• Author’s note: Welcome to the next installment of what we hope will be an interesting and educational feature in The Garden Island. I hope that I and some fellow contributors will succeed in keeping water safety on the front
• Author’s note: Welcome to the next installment of what we hope will be an interesting and educational feature in The Garden Island. I hope that I and some fellow contributors will succeed in keeping water safety on the front burner for all of us. We’ll continue to write the column every other Wednesday and my plan is to chat about the things I’ve learned over my 15 years of working at this issue. — Monty Downs Recently we suffered the drowning of Ted Teichgraeber at Ke‘e Beach. He was a 37-year-old devoted husband and father (of a 3-year-old) who was living out his lifelong dream of being an airline pilot, captaining the US Airways Phoenix-Lihu‘e route, and he was getting in some snorkeling during his layover here. The tragedy part of this story needs no elaboration. I will make some comments, however, on the frustration part.
Our dedicated Web site designers, who have given us kauaiexplorer.
com with (among many other features) its daily ocean report, presented a clear description of the conditions that fateful day. The strong tradewinds were creating dangerous conditions at all northeasterly locations. At Ke‘e, the danger is very specific — there is no lifeguard, and the waves break over the reef and thereby generate a strong outgoing rip current that suddenly carries you out the western portal and down the NaPali coast.
In addition to the daily-updated report, the Web site — as well as our water safety brochure — explains what to do, and what not to do, if you get caught in such a rip. Tragically, Mr. Teichgraeber didn’t have that information and he tried to fight the rip to get back in and he lost the fight. His friend, his fellow US Airways pilot, was in the same rip and he somehow did know to simply go with the current. He ended up on a ledge down the coast and was able to make his way up to the trail and he hiked back safely to Ke‘e.

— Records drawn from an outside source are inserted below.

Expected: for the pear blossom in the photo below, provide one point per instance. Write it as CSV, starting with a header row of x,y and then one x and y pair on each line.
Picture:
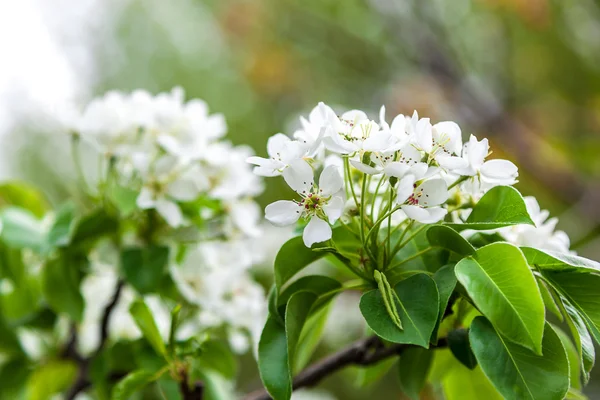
x,y
320,205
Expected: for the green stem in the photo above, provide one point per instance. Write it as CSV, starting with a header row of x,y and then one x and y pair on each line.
x,y
416,255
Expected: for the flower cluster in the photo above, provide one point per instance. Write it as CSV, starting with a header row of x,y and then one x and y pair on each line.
x,y
172,153
407,169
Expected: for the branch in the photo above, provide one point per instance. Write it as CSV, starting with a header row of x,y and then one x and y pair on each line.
x,y
82,381
364,352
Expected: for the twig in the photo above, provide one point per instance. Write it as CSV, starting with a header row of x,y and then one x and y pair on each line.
x,y
364,352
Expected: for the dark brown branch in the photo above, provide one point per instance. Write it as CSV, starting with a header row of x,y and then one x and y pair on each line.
x,y
364,352
82,381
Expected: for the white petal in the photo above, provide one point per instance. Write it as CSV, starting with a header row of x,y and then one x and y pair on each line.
x,y
424,215
276,144
499,169
145,199
434,192
299,176
183,190
316,231
396,169
330,180
405,189
283,212
333,209
170,212
451,163
367,169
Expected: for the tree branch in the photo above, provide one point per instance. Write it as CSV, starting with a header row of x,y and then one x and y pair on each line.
x,y
364,352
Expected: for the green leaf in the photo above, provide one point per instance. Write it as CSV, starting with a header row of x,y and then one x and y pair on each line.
x,y
458,341
293,257
413,368
583,341
50,379
94,226
572,356
516,372
501,206
418,309
445,280
145,268
501,285
296,315
145,322
449,239
548,298
60,232
580,290
550,260
273,360
132,383
20,229
24,196
61,279
216,356
317,284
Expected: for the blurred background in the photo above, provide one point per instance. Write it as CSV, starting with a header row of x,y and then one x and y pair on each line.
x,y
524,73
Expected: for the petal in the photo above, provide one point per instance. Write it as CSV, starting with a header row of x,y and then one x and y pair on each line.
x,y
276,144
170,212
330,180
283,212
367,169
434,192
333,209
405,189
316,231
499,169
299,176
183,190
396,169
145,199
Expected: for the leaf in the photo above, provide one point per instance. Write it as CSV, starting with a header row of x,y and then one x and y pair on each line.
x,y
548,298
94,226
132,383
445,281
551,260
145,322
572,356
61,280
296,314
584,343
516,372
292,258
145,268
501,206
458,341
273,360
580,290
60,232
21,230
448,238
23,196
50,379
317,284
413,369
501,285
418,309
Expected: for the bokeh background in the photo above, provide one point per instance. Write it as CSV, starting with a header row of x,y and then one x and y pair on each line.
x,y
524,73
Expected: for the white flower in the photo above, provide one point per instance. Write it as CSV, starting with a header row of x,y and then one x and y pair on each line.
x,y
422,202
498,172
542,236
319,204
282,152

So, frustration No. 1 is that our excellent information isn’t getting out effectively enough. We have to double and redouble our efforts on this, and with “we”, I include our hotels, our activities desks, our car rental companies, our B&B’s, our time-share desks, ourselves. One specific, immediate recommendation I have is that the hotels buy large quantities of Kaua‘i’s water safety brochure. Then you can get your own logo on it and you can put one in every room, and you can/should have a rack of them at your check-in desk and at your concierge desk. Wilcox Hospital has already ordered 10,000 brochures and will soon have them in waiting rooms around the facility.
Please contact me at wmdowns2000@yahoo.com if you want more information about this (or if you have any ideas for spreading the “be careful” message). What the brochure presents, by the way, is great general ocean safety information for Kaua‘i, and it refers you to the Web site for the daily ocean report.
I already alluded to frustration No. 2, which is that we don’t have a lifeguard service at Ke‘e. Anyone who goes there knows right away how busy a beach it is as soon as you try to park your car within 1/4 mile. On flat days it might seem silly to have a lifeguard service there, but when any wave or surge is coming over the reef, it’s a very deadly place even for a young, strong swimmer. And many of the snorkelers there aren’t young, strong swimmers.
Ke‘e is a state beach park. The state doesn’t employ any lifeguards in Hawai‘i, and the mechanism for there to be a lifeguard service at Ke‘e would be for the state to fund the county to hire, train, and equip lifeguards who would staff the tower. Sen. Gary Hooser has demonstrated great leadership and responsibility by introducing such a funding bill every year that he’s been in the Legislature.
This year his Bill 732 made it the furthest it ever has before getting defeated. However, he has found another Legislative avenue. Namely he got the funding request into the budget bill (and you can see it in Section 80). I don’t have enough inside information to know what the chances are for this avenue to succeed. But I and my other Water Safety Task Force members have formally asked Gov. Linda Lingle to do all she can to see this funding through. In fact we were in a meeting with the governor’s liaison about this matter right as Mr. Teichgraeber was getting into trouble. The rescue would have been routine, barely a blip on the radar screen of what lifeguards do every day.
Rumor has it that Gov. Lingle is finalizing plans to celebrate the week of May 22-28 as Hawai‘i Water Safety Week. The theme will be to honor our water safety professionals for the lives they save.